Auteur du «Nucléaire contre renouvelables» dans la collection L’Académie en poche, l’ingénieur civil physicien et économiste Michel Allé est ébahi par le simplisme et les approximations des débats de politique énergétique en Belgique et en France.
«La parole de nombreux responsables politiques et experts, souvent autoproclamés, relève en général du café du commerce mêlé au combat idéologique», dit-il. «La guerre énergétique polarise, gaspille les énergies. Et empêche de se concentrer sur l’essentiel: la décarbonation est trop lente malgré une amorce réelle. Elle rencontre la résistance active de la plupart des acteurs des fossiles. À commencer par les majors pétrolières. Les lobbies, concentrés d’intérêts individuels sensibles aux résultats semestriels et insensibles au futur de la Terre, sont plus que jamais en action.»
En Belgique, la guerre des religions énergétiques pousse aux invectives, aux excommunications. «Vues des autres pays européens, ces vieilles querelles semblent incompréhensibles et archaïques. Là où les politiques énergétiques sont solides, la priorité est mise sur le couple efficience énergétique et développement massif des renouvelables. Couple que certains ont enrichi d’une dose de sobriété.»
Sites web et tweets s’appuient sur l’invérifiable
Nourri par les meilleurs professeurs du nucléaire à l’époque de son apogée, le professeur honoraire de l’ULB, à la Solvay Brussels School et à l’École polytechnique de Bruxelles, présente des constats équilibrés dans son livre complété par des codes QR explicatifs. Économiste, il se place dans une perspective de longue durée, de globalité. En se basant sur les faits et les chiffres.
«Ma surprise a été de constater combien les faits et chiffres sur le climat et l’énergie sont dans nos têtes biberonnés par la communication», confie l’administrateur indépendant d’Elia Group, gestionnaire du réseau de transport électrique en Belgique et en Allemagne. «Au mieux mal connus. Et, au pire, franchement erronés.»
Lorsque Michel Allé demande à ses étudiantes et étudiants de travailler sur la politique énergétique, sans leur recommander des sources fiables, des poncifs émergent.

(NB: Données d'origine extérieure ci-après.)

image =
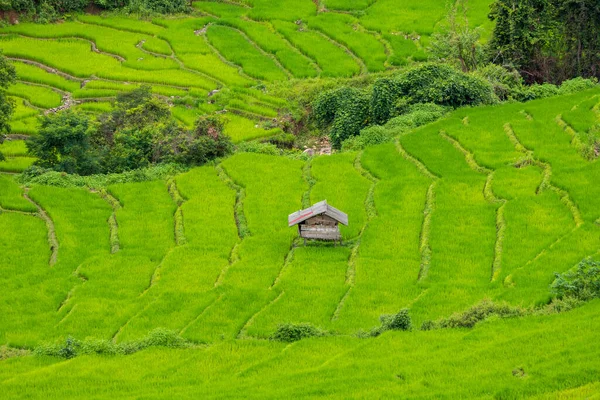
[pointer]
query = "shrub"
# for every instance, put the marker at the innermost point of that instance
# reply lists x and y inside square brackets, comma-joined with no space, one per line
[386,94]
[293,332]
[283,140]
[345,111]
[258,147]
[583,283]
[538,92]
[370,136]
[400,321]
[397,322]
[72,347]
[507,83]
[577,85]
[444,85]
[417,115]
[478,313]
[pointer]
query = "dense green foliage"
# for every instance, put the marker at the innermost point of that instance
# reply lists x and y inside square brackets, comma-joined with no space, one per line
[137,133]
[547,40]
[173,281]
[346,110]
[583,283]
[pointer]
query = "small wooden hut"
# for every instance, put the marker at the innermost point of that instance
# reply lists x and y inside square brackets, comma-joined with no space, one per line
[319,222]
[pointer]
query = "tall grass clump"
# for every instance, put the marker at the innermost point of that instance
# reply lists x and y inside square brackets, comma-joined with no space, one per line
[290,333]
[72,347]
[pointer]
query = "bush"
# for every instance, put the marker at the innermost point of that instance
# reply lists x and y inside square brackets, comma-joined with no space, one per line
[384,100]
[150,7]
[417,115]
[507,83]
[258,147]
[397,322]
[536,91]
[290,333]
[72,347]
[345,111]
[370,136]
[480,312]
[441,84]
[582,284]
[390,322]
[577,85]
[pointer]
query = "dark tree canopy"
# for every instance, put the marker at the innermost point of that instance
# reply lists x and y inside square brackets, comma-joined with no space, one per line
[137,133]
[547,40]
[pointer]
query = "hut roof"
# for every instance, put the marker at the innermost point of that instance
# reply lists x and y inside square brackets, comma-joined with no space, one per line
[318,209]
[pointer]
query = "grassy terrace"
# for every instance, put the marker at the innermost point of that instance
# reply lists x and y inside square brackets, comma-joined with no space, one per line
[484,204]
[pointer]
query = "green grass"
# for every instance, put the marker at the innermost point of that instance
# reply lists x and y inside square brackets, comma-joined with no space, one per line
[333,60]
[267,38]
[13,148]
[420,365]
[34,74]
[36,95]
[16,164]
[487,203]
[241,129]
[236,48]
[25,126]
[11,196]
[344,29]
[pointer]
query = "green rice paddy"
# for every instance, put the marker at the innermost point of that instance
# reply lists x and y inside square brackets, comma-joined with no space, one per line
[485,204]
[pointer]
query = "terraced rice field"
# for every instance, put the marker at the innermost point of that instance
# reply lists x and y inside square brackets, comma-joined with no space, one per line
[512,228]
[487,203]
[229,46]
[439,220]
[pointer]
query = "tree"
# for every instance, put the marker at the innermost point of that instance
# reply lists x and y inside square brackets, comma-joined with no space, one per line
[63,144]
[456,42]
[7,78]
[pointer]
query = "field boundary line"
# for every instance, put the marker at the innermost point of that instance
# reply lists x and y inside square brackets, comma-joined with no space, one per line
[546,183]
[238,208]
[490,197]
[424,236]
[52,240]
[93,44]
[181,64]
[122,327]
[469,157]
[48,69]
[313,61]
[361,64]
[54,89]
[233,258]
[242,333]
[222,58]
[428,210]
[66,315]
[113,224]
[179,228]
[25,213]
[379,37]
[371,212]
[239,219]
[265,53]
[156,273]
[418,163]
[215,300]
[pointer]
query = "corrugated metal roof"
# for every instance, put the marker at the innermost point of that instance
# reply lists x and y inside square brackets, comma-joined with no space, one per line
[318,209]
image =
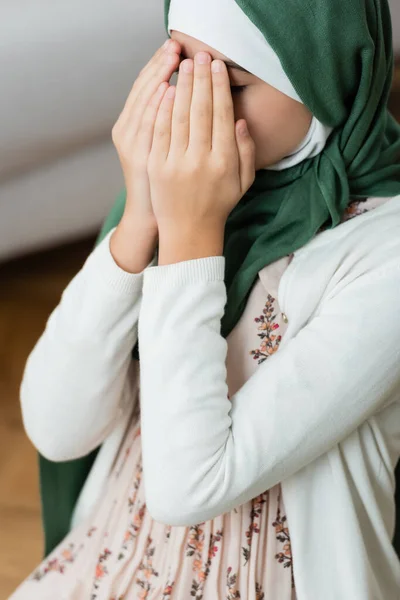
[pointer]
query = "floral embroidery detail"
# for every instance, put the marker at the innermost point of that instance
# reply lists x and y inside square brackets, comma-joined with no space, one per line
[167,532]
[148,570]
[195,547]
[259,593]
[284,537]
[269,341]
[137,520]
[67,555]
[231,592]
[133,529]
[101,570]
[255,512]
[168,590]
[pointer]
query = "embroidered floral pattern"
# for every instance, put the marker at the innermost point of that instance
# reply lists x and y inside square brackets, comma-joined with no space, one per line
[282,534]
[269,341]
[148,571]
[67,555]
[255,512]
[101,571]
[233,594]
[137,519]
[194,548]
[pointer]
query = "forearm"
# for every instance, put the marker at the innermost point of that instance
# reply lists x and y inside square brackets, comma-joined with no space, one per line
[191,243]
[74,378]
[133,246]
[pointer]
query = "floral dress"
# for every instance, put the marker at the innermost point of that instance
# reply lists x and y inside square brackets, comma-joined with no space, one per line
[120,553]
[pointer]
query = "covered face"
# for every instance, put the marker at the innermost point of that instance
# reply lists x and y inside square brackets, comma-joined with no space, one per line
[277,131]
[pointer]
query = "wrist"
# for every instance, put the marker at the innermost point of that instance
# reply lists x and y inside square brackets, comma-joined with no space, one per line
[132,248]
[189,244]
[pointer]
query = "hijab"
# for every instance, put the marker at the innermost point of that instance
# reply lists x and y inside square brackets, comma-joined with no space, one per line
[337,59]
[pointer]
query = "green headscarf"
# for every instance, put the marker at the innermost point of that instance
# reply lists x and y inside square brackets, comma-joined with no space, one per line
[339,58]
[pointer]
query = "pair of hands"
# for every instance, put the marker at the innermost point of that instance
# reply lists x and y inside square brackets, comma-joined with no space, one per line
[185,162]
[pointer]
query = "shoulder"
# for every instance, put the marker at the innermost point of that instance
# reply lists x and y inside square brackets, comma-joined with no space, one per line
[369,238]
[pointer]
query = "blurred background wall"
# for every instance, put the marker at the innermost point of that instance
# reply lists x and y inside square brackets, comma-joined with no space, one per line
[66,69]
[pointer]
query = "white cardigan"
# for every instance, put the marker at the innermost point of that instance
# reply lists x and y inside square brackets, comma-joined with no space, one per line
[334,384]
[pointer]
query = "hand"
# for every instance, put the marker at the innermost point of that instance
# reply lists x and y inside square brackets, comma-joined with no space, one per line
[199,165]
[132,134]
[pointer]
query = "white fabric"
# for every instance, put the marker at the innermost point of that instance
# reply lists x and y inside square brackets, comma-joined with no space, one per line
[322,415]
[226,28]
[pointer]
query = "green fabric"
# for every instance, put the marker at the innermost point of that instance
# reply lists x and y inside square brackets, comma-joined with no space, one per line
[339,57]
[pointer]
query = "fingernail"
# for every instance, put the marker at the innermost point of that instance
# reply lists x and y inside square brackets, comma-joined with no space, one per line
[202,58]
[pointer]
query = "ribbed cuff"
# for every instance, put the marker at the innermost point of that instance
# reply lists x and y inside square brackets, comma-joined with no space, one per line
[198,270]
[111,274]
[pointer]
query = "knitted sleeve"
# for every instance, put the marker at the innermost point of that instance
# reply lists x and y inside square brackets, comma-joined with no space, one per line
[72,389]
[205,454]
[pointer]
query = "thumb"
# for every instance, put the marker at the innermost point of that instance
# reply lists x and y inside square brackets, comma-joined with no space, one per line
[247,153]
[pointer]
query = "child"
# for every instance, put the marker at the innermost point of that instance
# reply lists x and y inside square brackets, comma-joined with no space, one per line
[250,453]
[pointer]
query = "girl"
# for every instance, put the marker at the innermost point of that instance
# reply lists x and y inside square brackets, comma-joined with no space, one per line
[252,455]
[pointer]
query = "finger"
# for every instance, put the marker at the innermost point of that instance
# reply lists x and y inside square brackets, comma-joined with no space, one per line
[201,107]
[223,127]
[162,127]
[146,130]
[158,71]
[180,127]
[247,152]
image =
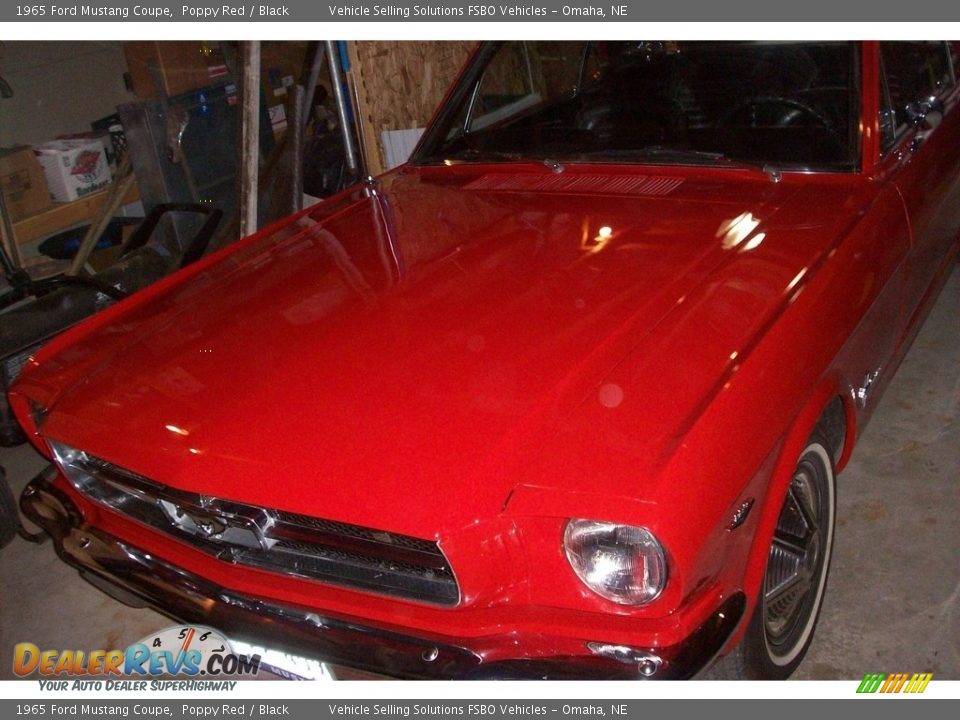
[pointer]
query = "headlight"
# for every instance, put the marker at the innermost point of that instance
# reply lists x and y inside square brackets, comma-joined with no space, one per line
[72,462]
[622,563]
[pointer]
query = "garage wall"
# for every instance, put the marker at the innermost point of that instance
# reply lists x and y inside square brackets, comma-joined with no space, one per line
[59,87]
[399,85]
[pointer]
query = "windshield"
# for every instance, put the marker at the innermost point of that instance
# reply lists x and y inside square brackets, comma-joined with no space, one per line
[779,104]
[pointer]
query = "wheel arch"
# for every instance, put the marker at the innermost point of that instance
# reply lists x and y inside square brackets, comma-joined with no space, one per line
[829,409]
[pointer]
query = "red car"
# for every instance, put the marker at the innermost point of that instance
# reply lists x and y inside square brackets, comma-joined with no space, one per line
[563,396]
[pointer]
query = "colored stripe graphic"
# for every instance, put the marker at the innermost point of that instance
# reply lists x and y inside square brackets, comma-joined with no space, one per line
[894,682]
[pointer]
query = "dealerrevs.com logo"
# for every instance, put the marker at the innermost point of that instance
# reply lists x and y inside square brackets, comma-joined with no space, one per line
[894,682]
[181,650]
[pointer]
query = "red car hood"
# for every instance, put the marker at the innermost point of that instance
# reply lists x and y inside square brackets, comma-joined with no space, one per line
[401,361]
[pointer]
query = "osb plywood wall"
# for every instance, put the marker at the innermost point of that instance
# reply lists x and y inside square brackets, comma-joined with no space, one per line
[399,85]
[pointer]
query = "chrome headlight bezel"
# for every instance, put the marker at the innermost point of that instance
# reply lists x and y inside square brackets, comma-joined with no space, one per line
[624,564]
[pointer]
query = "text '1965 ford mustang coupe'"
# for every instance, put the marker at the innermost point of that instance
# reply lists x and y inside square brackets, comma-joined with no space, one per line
[565,395]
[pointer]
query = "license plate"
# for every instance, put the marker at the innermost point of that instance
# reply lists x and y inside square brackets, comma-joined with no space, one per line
[286,665]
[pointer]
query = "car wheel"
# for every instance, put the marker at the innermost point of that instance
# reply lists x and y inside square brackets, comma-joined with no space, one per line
[9,517]
[781,627]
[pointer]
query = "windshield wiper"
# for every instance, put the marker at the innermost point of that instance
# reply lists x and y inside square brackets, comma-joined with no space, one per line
[476,155]
[684,156]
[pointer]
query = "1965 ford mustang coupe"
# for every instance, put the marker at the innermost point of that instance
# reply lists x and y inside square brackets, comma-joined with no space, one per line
[563,396]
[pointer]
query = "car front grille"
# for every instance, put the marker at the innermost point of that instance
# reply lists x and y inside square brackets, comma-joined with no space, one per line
[275,540]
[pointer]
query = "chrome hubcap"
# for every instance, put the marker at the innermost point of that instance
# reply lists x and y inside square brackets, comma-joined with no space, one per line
[795,555]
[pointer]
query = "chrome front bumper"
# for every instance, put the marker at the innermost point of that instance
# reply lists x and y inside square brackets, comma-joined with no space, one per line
[140,579]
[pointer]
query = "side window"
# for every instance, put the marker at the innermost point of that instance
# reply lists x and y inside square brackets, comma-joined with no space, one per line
[914,75]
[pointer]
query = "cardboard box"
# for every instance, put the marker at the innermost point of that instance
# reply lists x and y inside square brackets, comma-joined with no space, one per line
[73,168]
[180,66]
[22,183]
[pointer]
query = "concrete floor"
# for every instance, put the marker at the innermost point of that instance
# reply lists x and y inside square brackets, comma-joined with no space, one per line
[893,601]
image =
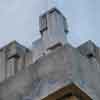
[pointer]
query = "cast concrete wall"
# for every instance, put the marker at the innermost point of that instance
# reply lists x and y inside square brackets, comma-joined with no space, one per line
[53,71]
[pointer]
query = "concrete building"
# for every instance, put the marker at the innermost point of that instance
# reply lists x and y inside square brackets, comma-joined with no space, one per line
[13,58]
[59,71]
[53,30]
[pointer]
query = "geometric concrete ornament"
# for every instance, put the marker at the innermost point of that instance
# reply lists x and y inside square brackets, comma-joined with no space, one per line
[69,92]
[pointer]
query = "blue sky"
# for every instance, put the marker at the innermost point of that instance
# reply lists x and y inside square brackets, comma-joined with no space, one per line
[19,20]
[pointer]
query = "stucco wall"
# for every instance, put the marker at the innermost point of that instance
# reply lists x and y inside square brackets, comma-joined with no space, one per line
[51,72]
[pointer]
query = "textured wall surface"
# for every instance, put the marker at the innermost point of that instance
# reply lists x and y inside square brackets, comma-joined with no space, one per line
[51,72]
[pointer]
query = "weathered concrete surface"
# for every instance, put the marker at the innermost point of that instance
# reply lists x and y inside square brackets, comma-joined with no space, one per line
[51,72]
[13,58]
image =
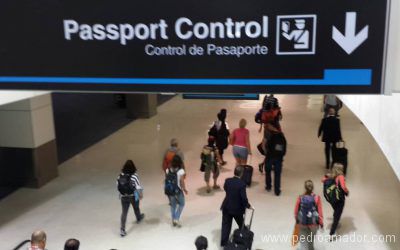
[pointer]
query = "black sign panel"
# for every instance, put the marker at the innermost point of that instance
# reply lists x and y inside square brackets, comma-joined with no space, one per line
[224,46]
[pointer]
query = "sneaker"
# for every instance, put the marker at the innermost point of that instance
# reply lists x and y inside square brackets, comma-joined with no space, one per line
[122,233]
[140,218]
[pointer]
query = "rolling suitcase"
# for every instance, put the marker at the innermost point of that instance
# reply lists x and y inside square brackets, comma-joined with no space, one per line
[339,155]
[247,174]
[244,236]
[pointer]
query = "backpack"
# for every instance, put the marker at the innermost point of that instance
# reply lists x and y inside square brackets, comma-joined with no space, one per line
[168,159]
[332,192]
[171,187]
[278,147]
[308,213]
[269,116]
[125,185]
[257,117]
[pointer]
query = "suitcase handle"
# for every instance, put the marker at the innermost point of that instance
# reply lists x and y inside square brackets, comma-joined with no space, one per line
[251,218]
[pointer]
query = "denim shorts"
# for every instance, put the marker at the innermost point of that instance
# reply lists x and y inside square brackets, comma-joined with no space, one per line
[240,152]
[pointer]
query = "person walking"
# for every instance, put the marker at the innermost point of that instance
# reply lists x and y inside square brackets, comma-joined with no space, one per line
[170,153]
[240,140]
[234,205]
[175,189]
[308,215]
[130,192]
[275,151]
[220,131]
[338,206]
[209,160]
[331,134]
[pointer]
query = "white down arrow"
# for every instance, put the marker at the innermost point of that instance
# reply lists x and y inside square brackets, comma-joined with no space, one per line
[350,41]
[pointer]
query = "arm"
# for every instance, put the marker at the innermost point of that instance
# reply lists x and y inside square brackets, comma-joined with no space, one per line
[248,142]
[183,184]
[218,156]
[243,196]
[342,183]
[232,138]
[319,207]
[284,148]
[296,209]
[321,127]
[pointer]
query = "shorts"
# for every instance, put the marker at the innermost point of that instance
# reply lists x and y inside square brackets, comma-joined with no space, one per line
[240,152]
[207,173]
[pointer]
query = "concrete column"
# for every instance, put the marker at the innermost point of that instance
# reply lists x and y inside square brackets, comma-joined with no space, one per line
[141,105]
[28,151]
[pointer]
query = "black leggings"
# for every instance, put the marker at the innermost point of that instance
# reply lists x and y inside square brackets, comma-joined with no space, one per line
[329,148]
[337,213]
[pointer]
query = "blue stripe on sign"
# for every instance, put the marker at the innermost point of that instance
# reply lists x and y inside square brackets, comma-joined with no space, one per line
[331,77]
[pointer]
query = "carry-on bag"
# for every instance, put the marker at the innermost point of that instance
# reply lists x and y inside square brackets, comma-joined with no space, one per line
[244,236]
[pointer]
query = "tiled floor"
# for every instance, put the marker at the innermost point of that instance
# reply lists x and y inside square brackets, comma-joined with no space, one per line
[83,201]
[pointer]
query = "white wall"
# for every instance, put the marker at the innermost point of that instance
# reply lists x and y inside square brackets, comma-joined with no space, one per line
[393,55]
[26,123]
[381,114]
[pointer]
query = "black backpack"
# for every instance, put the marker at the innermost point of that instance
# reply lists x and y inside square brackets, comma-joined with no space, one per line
[125,185]
[332,192]
[171,187]
[278,147]
[308,214]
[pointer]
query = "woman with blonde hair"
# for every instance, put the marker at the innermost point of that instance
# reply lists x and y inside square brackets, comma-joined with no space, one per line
[308,215]
[240,140]
[338,176]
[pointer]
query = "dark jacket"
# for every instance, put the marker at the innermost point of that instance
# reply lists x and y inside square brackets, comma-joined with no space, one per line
[276,146]
[330,129]
[235,202]
[221,135]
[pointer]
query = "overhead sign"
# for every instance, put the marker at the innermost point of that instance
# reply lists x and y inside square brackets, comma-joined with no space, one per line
[225,46]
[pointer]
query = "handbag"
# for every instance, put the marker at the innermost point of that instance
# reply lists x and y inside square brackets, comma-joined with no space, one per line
[296,234]
[261,148]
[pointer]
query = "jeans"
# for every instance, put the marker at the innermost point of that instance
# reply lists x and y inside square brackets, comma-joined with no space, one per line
[125,202]
[227,225]
[277,164]
[329,148]
[177,204]
[308,234]
[337,213]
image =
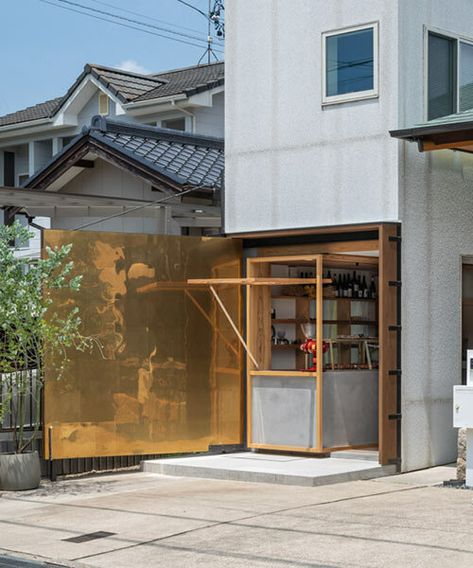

Alimentés par des sites web, des tweets qui s’appuient sur des données invérifiables.
Quel est donc le pourcentage du nucléaire dans l’approvisionnement énergétique mondial? «4,0%. Telle est la part du nucléaire en 2022. Très rares sont ceux, y compris parmi les « sachants » de l’énergie, qui ont cité un chiffre proche de la réalité. Le plus souvent, c’était 10%. Souvent 20 à 25%. Et parfois même 50%!»
«Un autre chiffre permet de mieux relativiser: 14,2%. C’est la part de toutes les énergies renouvelables en 2022. Plus de trois fois plus que le nucléaire, mais très peu en même temps! Le reste, donc, 81,8%, ce sont des fossiles émetteurs massifs de CO2. Le défi est donc énorme.»
Quatre challenges
Selon l’ancien directeur financier de Brussels Airport et des Chemins de fer belges, quatre challenges sont à relever pour limiter les émissions de CO2. Fournir abondamment et durablement de l’énergie sous forme d’électricité, à coût raisonnable, sans impact sur le climat, avec le nouveau nucléaire, l’hydro-électricité, le solaire, l’éolien et la biomasse. Répondre, rapidement et suffisamment en volume, à l’urgence climatique. Accepter les impacts sur l’environnement des nouvelles installations en faisant la balance entre nécessité, intérêt collectif, attentes locales et individuelles. Résoudre les conséquences à long terme de chaque technologie comme les problématiques des déchets et du démantèlement du nucléaire.
«Le coût des différentes technologies décarbonées est le facteur déterminant dans le choix des meilleures voies pour la transition énergétique. Le coût d’investissement est la majeure partie. Les coûts d’entretien, à court et à long termes, représentent cependant un impact significatif. Quant au coût du combustible, il est soit nul pour le renouvelable. Soit très faible pour le nucléaire.»
Privilégier l’intérêt collectif
«Si l’outil est précieux, sa limite principale est de ne pas intégrer les coûts indirects de chaque source de production d’électricité», observe Michel Allé. «Les réseaux de transport et de distribution doivent s’adapter pour acheminer l’énergie du lieu de production au consommateur final. Et des moyens de flexibilité de la demande et de stockage doivent être développés pour intégrer les sources non pilotables, éolien et solaire. Le coût du système et le coût actualisé du stockage fournissent les réponses à cette limite.»
Pourrait-on accélérer la décarbonation? «Puissent les décideurs comprendre et nous expliquer que le coût de l’inaction est plus élevé que celui de l’action. Privilégier l’intérêt collectif, compréhensible pour tous, lorsqu’on est bien informé.»